There might be plenty of free ETL tools out there but they come with either
- A challenging installation process (e.g. SpagoBI ETL), or
- A demanding footprint in terms of disk space, and memory (e.g. Oracle Data Integrator) on your regular desktop/laptop specs, or
- A restricted open-source/community licensing (e.g. RapidMiner)
that would prevent you from owning a decent one to help with your own data analysis, or mashups.
It looks like the quest for a decent and capable ETL tool is now finally answered by the latest offering from Talend. Their Talend Open Studio for Data Integration comes as a Free Open Source capable of connecting to tons of different kinds of data sources (including the popular fantastic four of Oracle, MySQL, SQLServer, and DB2). It also connects to your Amazon Aurora, and Redshift databases so you have everything covered more or less!
For images used in this post, right click on them to view full size if you wish.
The installation of the Talend Open Studio tool is painless. It requires only 3GB RAM, and 3GB disk space to get it up and running. So, as a BI/DW consultant, you can put all of your BI dashboard solutions built on cleansed data, and showcase to your clients on-the-go!
In the rest of this post, I would like to share with you some of aspects of the tool that make it in the list of my favorites!
- Installation is very simple. Just download the software, unzip it, and the Studio executable is ready for you to click on to do your ETL things immediately!
- Click on TOS_DI-win-x86_64.exe and start it.
- When you are in the tool, you will see the wide range of databases that it can connect to as shown on the right most panel.
- If you are new to ETL coding with Talend, go here for refresher tutorials https://www.talendforge.org/tutorials/menu.php
- As the simplest and minimal ETL code example, you just start as follows
- Create your database connections for your required source, and target
- Retrieve metadata from your database connections
- Design a job to get data from source to target
For the following screenshots, my demo scenario is to extract data from a table in the Microsoft SQL Server 2012 database to its target in a pluggable database in Oracle 12c.
- Right click on Metadata/Db Connection/Create connection to set up the source database connection SQLServer2012
- Give it a name such as SQLServer2012, complete the connection details, and click on ‘Check‘ to validate it.

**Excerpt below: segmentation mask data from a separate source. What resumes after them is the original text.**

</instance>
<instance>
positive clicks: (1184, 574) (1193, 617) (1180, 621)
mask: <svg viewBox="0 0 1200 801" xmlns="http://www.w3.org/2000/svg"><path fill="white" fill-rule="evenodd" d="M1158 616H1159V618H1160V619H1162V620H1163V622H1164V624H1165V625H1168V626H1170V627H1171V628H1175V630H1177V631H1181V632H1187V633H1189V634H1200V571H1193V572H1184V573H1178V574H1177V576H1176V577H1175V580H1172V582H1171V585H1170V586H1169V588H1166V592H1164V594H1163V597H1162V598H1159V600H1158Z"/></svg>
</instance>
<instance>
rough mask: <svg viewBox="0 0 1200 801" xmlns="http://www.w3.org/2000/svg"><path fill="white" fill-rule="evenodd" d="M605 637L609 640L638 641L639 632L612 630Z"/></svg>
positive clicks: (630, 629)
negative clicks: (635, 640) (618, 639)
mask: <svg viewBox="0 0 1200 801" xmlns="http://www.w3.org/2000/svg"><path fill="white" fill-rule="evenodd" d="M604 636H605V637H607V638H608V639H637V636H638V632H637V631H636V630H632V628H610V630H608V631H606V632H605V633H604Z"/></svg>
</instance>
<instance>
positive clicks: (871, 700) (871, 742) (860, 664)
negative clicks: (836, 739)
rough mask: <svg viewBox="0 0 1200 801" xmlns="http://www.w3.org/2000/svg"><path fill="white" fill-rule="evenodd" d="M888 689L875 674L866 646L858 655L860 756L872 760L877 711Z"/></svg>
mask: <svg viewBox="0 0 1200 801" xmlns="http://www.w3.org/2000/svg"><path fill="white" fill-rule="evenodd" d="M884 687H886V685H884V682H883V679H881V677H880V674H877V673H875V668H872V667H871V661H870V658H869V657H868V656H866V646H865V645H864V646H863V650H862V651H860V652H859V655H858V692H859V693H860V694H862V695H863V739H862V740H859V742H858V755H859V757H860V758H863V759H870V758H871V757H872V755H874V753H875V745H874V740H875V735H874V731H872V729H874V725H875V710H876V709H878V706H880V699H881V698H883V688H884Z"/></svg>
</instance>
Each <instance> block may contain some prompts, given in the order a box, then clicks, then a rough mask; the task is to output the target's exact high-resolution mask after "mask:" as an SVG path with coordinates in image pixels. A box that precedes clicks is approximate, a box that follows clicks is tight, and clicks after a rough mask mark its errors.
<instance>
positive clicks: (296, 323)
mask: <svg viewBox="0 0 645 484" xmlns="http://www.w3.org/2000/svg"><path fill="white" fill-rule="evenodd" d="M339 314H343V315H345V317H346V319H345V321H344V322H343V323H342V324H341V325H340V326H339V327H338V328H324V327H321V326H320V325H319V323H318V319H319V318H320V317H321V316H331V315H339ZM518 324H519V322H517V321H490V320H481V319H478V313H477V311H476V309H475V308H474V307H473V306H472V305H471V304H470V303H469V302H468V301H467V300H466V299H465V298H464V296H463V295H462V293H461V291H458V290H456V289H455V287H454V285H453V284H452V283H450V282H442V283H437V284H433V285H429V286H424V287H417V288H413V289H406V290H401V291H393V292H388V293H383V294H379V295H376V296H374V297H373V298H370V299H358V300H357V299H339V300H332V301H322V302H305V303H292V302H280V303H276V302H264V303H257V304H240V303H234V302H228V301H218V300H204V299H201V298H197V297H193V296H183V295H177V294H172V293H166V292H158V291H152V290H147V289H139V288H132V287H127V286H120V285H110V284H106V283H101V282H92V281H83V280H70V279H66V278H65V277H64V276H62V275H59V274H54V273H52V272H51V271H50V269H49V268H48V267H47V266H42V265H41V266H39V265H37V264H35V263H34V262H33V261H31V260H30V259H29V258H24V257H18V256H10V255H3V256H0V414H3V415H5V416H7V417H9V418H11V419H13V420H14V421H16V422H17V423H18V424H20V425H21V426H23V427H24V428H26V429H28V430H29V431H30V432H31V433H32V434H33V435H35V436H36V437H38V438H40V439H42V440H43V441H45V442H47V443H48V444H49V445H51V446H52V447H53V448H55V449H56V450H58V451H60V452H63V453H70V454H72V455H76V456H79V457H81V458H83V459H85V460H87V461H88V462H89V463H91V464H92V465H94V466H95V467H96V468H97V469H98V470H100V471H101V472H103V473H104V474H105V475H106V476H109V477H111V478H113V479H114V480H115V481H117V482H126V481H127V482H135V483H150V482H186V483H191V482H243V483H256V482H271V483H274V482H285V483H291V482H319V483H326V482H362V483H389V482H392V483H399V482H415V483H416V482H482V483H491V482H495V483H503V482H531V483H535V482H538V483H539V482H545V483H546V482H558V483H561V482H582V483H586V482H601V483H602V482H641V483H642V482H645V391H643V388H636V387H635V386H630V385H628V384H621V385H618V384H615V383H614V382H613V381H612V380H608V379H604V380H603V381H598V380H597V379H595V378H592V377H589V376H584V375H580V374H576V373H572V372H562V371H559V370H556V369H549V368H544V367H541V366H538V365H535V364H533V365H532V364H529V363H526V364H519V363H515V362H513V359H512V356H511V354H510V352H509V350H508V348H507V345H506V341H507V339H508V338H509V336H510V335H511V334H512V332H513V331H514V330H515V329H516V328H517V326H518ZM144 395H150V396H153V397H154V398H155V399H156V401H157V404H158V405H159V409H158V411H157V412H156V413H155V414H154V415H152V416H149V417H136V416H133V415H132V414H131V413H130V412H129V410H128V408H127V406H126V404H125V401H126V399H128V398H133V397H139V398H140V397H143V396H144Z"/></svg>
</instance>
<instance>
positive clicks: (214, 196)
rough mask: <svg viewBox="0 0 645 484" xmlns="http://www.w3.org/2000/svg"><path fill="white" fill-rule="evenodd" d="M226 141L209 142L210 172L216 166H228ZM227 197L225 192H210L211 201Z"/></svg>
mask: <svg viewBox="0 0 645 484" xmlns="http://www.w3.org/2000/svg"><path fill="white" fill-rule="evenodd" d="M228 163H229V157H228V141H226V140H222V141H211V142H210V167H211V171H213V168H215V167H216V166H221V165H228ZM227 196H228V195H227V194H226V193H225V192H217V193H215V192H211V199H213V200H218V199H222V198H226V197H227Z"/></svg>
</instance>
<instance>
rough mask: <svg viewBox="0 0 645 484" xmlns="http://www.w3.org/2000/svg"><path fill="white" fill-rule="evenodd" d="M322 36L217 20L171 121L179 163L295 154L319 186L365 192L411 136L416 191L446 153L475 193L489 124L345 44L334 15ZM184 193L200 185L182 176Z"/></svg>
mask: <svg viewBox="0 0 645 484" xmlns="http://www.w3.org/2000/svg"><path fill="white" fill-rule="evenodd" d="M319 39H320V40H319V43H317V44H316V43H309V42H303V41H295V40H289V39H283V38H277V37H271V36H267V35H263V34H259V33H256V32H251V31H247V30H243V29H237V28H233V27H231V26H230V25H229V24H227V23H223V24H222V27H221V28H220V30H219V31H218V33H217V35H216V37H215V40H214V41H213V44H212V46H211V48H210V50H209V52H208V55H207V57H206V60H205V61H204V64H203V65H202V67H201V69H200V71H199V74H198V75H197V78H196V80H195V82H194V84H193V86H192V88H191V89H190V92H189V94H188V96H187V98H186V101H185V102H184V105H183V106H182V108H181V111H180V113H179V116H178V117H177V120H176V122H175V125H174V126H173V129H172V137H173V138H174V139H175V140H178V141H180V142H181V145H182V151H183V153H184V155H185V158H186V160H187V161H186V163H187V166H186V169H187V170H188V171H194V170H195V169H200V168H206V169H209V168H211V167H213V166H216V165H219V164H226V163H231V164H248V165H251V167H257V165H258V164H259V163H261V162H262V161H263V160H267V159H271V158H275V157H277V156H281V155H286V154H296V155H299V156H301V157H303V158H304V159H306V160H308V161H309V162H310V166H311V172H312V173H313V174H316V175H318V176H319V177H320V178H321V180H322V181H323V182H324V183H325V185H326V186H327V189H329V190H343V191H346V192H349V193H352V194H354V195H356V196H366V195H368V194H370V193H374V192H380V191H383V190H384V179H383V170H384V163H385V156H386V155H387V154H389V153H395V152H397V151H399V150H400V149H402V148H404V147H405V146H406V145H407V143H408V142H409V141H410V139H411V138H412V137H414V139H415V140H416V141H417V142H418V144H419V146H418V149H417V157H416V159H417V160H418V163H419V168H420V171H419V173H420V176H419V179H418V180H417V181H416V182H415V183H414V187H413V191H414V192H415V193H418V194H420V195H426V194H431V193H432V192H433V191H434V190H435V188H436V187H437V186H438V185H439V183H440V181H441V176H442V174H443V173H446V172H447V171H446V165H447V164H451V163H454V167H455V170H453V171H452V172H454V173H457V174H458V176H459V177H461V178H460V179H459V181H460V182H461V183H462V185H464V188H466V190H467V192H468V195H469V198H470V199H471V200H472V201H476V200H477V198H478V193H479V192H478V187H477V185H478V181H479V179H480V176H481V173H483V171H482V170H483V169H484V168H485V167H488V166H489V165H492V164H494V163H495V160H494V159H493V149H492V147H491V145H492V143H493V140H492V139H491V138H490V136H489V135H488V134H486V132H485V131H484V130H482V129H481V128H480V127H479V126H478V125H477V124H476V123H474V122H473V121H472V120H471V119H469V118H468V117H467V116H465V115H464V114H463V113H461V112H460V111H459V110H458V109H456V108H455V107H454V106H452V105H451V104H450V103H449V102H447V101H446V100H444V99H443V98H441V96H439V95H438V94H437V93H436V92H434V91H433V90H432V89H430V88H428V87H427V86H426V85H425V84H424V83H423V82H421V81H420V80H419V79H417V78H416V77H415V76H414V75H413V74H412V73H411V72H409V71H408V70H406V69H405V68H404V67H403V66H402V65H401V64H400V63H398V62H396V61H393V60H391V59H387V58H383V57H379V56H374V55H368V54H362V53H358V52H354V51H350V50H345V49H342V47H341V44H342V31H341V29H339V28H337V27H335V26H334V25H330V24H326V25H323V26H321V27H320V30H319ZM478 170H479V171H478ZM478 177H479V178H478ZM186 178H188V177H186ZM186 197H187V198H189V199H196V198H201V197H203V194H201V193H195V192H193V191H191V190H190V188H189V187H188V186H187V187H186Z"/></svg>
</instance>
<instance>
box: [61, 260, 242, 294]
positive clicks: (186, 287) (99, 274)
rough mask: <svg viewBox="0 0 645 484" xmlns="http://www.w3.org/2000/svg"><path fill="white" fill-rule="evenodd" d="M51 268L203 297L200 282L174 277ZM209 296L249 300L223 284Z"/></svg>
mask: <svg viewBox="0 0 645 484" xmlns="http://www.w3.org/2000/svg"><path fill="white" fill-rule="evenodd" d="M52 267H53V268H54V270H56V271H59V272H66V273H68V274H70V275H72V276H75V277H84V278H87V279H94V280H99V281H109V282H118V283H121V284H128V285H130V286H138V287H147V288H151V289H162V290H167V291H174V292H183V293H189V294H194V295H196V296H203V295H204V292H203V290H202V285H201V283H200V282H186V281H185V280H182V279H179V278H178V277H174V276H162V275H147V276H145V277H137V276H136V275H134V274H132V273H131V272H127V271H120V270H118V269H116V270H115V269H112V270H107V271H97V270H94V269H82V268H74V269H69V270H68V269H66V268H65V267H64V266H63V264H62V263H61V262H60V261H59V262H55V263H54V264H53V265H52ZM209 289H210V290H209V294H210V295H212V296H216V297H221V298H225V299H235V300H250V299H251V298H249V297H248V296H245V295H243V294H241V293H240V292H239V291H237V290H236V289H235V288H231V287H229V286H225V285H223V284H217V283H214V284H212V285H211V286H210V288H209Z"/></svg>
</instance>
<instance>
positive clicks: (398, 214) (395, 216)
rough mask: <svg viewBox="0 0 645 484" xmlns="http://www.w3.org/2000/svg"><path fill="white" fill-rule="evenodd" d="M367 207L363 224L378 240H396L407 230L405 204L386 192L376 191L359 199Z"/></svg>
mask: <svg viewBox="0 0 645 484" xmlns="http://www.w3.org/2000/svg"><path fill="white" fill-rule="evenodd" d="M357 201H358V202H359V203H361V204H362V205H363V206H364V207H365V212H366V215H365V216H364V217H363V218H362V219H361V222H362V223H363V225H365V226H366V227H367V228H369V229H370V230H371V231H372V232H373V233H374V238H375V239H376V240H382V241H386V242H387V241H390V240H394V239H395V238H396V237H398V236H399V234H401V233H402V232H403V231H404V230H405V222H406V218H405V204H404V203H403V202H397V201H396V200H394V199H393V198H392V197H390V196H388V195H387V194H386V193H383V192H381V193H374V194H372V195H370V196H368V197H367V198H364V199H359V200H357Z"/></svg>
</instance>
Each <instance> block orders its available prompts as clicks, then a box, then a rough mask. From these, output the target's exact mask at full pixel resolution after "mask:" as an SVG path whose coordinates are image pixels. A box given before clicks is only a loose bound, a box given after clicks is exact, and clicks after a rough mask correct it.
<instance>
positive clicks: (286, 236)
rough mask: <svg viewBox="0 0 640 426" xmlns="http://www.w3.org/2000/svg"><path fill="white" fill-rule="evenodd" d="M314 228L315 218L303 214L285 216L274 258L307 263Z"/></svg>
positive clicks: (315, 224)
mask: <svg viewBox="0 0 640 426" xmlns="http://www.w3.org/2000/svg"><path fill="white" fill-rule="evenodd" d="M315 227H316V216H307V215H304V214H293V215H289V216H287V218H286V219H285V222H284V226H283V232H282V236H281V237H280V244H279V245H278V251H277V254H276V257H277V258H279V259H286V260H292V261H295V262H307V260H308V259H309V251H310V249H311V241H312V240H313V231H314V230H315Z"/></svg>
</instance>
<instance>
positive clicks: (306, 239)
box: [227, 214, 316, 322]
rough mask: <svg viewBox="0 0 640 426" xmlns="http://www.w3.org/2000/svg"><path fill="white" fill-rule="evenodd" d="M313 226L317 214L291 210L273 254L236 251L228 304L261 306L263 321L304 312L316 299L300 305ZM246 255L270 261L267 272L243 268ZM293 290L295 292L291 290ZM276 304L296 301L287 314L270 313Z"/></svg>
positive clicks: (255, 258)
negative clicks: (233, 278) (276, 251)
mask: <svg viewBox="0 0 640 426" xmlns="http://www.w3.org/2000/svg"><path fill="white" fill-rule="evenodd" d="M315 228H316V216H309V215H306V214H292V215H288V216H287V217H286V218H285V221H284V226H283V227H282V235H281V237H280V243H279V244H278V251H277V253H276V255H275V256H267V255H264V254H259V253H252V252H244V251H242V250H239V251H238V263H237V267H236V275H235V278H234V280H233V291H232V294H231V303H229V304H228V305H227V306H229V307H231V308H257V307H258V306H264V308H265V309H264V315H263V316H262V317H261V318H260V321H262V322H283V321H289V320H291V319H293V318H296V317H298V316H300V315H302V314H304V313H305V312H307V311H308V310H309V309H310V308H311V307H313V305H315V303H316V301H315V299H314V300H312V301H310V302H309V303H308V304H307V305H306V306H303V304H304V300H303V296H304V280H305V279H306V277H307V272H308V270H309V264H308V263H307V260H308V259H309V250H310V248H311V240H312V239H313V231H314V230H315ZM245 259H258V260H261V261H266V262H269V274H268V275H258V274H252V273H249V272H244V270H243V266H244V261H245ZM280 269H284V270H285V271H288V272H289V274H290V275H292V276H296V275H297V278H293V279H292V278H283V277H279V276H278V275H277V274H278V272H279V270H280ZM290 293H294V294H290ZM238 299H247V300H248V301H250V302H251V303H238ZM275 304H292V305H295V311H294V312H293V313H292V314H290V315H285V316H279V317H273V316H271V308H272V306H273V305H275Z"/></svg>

- Repeat the above steps to define your target database connection.
Here is something that sets it apart from all other vendors, and is an awesome feature that I have been looking for (see screenshot shown below) – it can identify the missing drivers, then go and get the appropriate drivers for you, download and install them ready for use in your ETL code immediately. For other vendors, you have to figure out where to get the jar files, and then where to insert them in the convoluted directory structure created by the tool, and start/restart certain things to make the jar files finally visible in your code! Kudos to the Talend software engieers!
- So you now also have the Oracle connection configured.
- For each configured connection, pull in its metadata for the tool.
- Repeat the above steps for the target database connection
You are now ready to build a simple workflow to move data from a table in SQLServer2012 to the target Oracle12 database
- Expand the source connection SQLServer2012, and drag the required source table (e.g. D_AGENT) to the design canvas (i.e. the top middle panel). Click OK to confirm the recommend action of tMSSqlInput (i.e. you are inputting data from D_AGENT).
- Then expand the target Oracle connection and drag the required target table (e.g. D_AGENT) to the design canvas. Click OK to confirm the recommended action tOracleOuput (you might need to select it if it is not correctly assumed by the tool).
- Connect the source and target tables together to complete the data flow.
then view and confirm the column mappings
then tweak the ‘Action on table‘ to truncate the target table before loading it with new data
- You are now ready to run your first ETL code.
- From the above results, you have copied 734 rows in 1.11 s from the SQL Server table to the target table in Oracle 12c. Nothing could be any simpler!
Have fun exploring the tool further with different complexities.